Despite a slight delay to mobilise the drillship, Holzman is quick to stress that it won’t affect the cost of the initial well. “We start paying for the rig the minute Tullow Guyana take ownership, which is the day they [Tullow] release the rig. We start counting from the day it begins mobilising,” he says.
If all goes smoothly, Holzman says the process could be completed in less than 43 days. “[We are being] quite conservative,” he explains. “[because] it’s the first well and the target is very deep. We added all the mobilisation and demobilisation cost, extra casing.”
By comparison, the second prospect at Joe, which will be immediately drilled by the Stena Forth Drillship after Jethro-Lobe, is budgeted to cost less than half as much as the first target. “It’s a bit shallower,” Holzman says. “The rig will already be in operation, so everything is going to cost a bit less. The second well is going to cost close to $20mn, so that’s $3mn net to us.”
The company also has plans to expand its drilling campaign later in the year. In April, Eco Atlantic raised $17mn through the sale of over 16mn shares at 80p per share.
The injection of cash will allow the company to examine the results of its current campaign and target further prospects later this year and next. “The money has been raised to drill an additional five or six wells after this campaign,” Holzman says. “Hopefully there will be a discovery in both Jethro-Lobe and Joe, then we will go back to the drawing board and reprocess and reinterpret the entire 3D dataset, both on the west and east sides of the block.” The share sale leaves Eco Atlantic with around $35mn in cash—$9.5mn allocated for the first two targets and $25.5mn for future drilling.
If the partners are successful and achieve a commercial discovery, one of the big questions will be the breakeven cost of any oil discovered. Holzman explains that while a lot will depend on the flow rates and size of the discovery, Phase 1 of ExxonMobil’s Liza prospect, which will output 120,000bl/d by 2020, already provides a point of reference.
“The breakeven number for oil in Guyana is $25/bl,” he says. “Having said that, they’re operating in water that is a little deeper so it might even be the case that our breakeven will be a bit less.” But with the current price of oil at $65.62, the margin could be anywhere between $25-65.62/bl.
Holzman is keen to stress the company has a good working relationship with the Guyana government, despite ongoing political uncertainty. In December, the David Granger administration suffered a vote of no-confidence; this is likely to trigger an election later this year but for now the process has been stalled by an appeals process.
“We have good relations in Guyana,” he says. “We applied for the block in 2014 with the then government, and then there were elections in 2015. The new government honoured the petroleum agreement and signed it.” He says the company maintains a close relationship the with the department of oil in the president’s office.

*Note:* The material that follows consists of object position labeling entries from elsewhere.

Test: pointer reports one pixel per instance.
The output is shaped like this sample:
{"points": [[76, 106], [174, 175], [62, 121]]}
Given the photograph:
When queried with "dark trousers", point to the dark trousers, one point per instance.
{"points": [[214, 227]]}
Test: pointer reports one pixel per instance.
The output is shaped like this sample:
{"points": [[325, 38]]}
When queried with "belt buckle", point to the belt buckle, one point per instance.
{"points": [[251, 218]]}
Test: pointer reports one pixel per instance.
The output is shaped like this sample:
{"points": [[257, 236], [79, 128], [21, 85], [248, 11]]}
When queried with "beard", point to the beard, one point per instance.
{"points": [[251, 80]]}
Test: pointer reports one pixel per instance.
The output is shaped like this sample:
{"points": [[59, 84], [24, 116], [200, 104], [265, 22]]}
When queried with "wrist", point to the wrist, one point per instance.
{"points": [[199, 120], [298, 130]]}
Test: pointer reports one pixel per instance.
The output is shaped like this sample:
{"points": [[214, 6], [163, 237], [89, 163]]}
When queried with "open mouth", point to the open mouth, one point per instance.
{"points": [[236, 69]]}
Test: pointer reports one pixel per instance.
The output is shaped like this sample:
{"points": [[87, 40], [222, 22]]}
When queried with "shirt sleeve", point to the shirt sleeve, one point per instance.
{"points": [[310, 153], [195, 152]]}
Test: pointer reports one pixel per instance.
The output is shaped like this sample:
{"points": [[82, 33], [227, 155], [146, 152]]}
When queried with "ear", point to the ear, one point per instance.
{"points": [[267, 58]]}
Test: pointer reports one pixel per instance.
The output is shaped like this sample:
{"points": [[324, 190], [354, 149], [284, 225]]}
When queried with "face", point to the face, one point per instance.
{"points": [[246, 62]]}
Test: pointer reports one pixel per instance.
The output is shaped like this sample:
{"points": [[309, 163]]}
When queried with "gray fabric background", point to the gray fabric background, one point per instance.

Beyond Guyana, Holzman says he is also a big believer in the potential of Namibia, despite drilling success so far proving elusive . “We’re very happy with the blocks. Two of them are drill-ready,” he says. “The world’s biggest companies—Total, Shell and ExxonMobil—are each going to drill at least one well in the next 12 months. I think Namibia will prove to be the next big oil province.”